# Imports

In [65]:
import os
import numpy as np
from PIL import Image

# Constants

In [66]:
DATA_DIR = os.path.join(os.getcwd(), "data")
TRAIN_DIR = os.path.join(DATA_DIR, "train")
TEST_DIR = os.path.join(DATA_DIR, "test")

# Convolutional Neural Network

## Reading Data
Data are images 48x48 in grayscale (expected size is 48x48, but grayscale is mandatory for the images).  
Grayscale meaning, there is only 1 channel (for RGB image there are 3 channels).  
So the actual image is of size (48, 48, 1) - (image_width, image_height, n_channels).  

This section extracts the images and labels.

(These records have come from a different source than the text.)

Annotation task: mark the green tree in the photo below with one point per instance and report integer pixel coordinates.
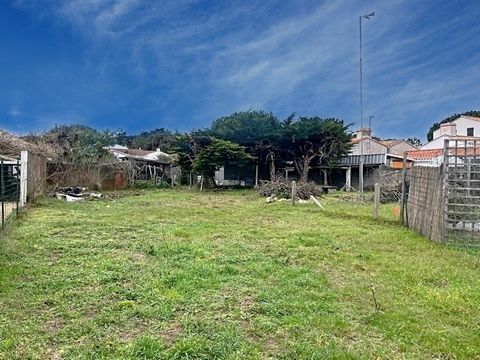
(78, 143)
(258, 131)
(316, 141)
(202, 154)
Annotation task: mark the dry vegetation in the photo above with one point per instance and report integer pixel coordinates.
(179, 274)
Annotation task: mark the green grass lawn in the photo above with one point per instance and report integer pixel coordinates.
(179, 274)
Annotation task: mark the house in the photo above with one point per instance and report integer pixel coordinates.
(151, 164)
(363, 138)
(158, 157)
(12, 146)
(463, 125)
(459, 131)
(377, 154)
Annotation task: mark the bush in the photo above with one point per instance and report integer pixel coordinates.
(284, 190)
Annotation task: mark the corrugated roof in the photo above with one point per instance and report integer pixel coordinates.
(11, 145)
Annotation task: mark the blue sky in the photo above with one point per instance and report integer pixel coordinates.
(179, 64)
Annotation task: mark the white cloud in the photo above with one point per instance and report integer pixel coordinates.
(302, 57)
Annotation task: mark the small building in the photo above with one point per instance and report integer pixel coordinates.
(151, 164)
(377, 154)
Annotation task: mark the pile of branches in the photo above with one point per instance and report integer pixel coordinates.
(282, 189)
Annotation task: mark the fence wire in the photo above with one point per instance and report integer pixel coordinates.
(9, 190)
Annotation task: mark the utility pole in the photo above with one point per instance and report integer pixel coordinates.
(360, 170)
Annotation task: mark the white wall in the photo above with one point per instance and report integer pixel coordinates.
(369, 147)
(437, 143)
(464, 123)
(400, 148)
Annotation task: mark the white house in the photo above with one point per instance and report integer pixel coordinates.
(461, 126)
(363, 138)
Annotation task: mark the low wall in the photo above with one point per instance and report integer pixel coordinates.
(101, 177)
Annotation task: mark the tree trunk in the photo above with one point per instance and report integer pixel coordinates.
(273, 171)
(208, 181)
(305, 170)
(302, 165)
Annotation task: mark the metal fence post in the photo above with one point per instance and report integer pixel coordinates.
(404, 190)
(376, 200)
(17, 195)
(294, 191)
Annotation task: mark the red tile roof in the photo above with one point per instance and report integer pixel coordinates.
(424, 154)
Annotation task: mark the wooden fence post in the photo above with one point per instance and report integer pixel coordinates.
(294, 192)
(404, 179)
(376, 200)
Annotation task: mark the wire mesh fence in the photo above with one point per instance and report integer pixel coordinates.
(462, 191)
(442, 200)
(9, 190)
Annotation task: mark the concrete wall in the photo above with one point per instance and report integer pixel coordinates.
(102, 177)
(400, 148)
(35, 176)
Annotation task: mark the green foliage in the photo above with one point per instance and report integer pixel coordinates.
(79, 143)
(436, 125)
(223, 275)
(249, 128)
(316, 141)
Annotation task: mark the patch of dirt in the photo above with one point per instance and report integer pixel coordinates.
(54, 325)
(172, 332)
(128, 335)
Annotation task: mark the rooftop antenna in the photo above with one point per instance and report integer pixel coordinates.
(360, 170)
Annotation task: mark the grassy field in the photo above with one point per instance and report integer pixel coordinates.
(184, 275)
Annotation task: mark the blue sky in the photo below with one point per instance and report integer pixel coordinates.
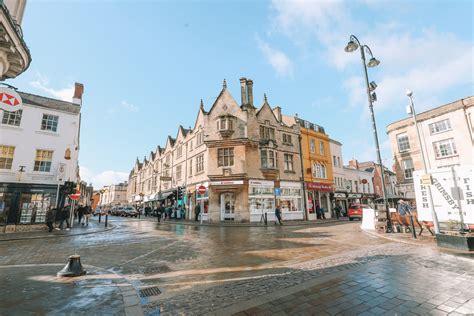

1. Read images, from each image remember its label (f.e. happy, sad, ...). We now have images and label_names lists.
2. Map the label names list, each label name will now have its own identificator. (f.e. happy = 0, sad = 1, ...). We now have labels list.
3. Convert the labels list into a 2D one-hot encoded vector array.

In [67]:
def get_data(data_dir: str, image_size=(48, 48)) -> (np.array, np.array):
    
    """
    Reading data from data_dir.
    Each image is processed, converted into a numpy array and then normalized (every value is divided by 255).
    Image is expected to be in grayscale (.convert('L')), and its size should be 48x48 (default).
    
    Expected directory tree from which the images are processed:
    - data_dir
        - facial_expression_dir1
            - image1
            - image2
            - ...
        - facial_expression_dir2 
        - facial_expression_dir3
        - ...
        - facial_expression_dirN
        
    :param data_dir: directory from which the images are processed
    :param image_size: size of the images, default is 48x48
    :return: two numpy arrays, first numpy array has stored all the images, and second numpy array has stored all the label names
    """
    
    images = []
    label_names = []
    
    for expression_dirname in sorted(os.listdir(data_dir)):  
        # get every directory, this directory contains images of facial expressions 
        
        expression_dir = os.path.join(data_dir, expression_dirname)
        
        if not os.path.isdir(expression_dir):  # process only directories, skip non-directories - files
            continue
            
        for expression_image in os.listdir(expression_dir):
            # get every image in the directory
            
            image_path = os.path.join(expression_dir, expression_image)
            
            try:
                image = Image.open(image_path).convert('L')  # L mode, because images are grayscaled
                image = image.resize(image_size)  # resize the image to expected 48x48
                
                # convert image into an array, image is a 2D array
                image_array = np.array(image)
                
                # normalize image values, values between 0 - 1
                image_array = image_array / 255.0

                images.append(image_array)
                label_names.append(expression_dirname)  # directory name is already a label name of a facial expression
                
            except Exception as e:
                print(f"Failed to process image: {image_path}")
                print(e)
    
    # convert images and labels list into numpy arrays adn return them
    return np.array(images), np.array(label_names)            

In [68]:
train_images, train_label_names = get_data(TRAIN_DIR)
test_images, test_label_names = get_data(TEST_DIR)

print("Train Images:")
print(train_images.shape)
print(train_images, '\n')

print("Test Images:")
print(test_images.shape)
print(test_images, '\n')

print("Train Labels:")
print(train_label_names.shape)
print(train_label_names, '\n')

print("Test Labels:")
print(test_label_names.shape)
print(test_label_names, '\n')

Train Images:
(28709, 48, 48)
[[[0.70980392 0.70196078 0.69411765 ... 0.71372549 0.71372549 0.71372549]
  [0.70196078 0.69803922 0.69019608 ... 0.70196078 0.69411765 0.68627451]
  [0.70196078 0.69803922 0.69019608 ... 0.67843137 0.70196078 0.7254902 ]
  ...
  [0.76862745 0.70980392 0.74901961 ... 0.90196078 0.89411765 0.80392157]
  [0.76078431 0.72941176 0.78431373 ... 0.89019608 0.87058824 0.91372549]
  [0.77647059 0.77254902 0.83137255 ... 0.88627451 0.85882353 0.95294118]]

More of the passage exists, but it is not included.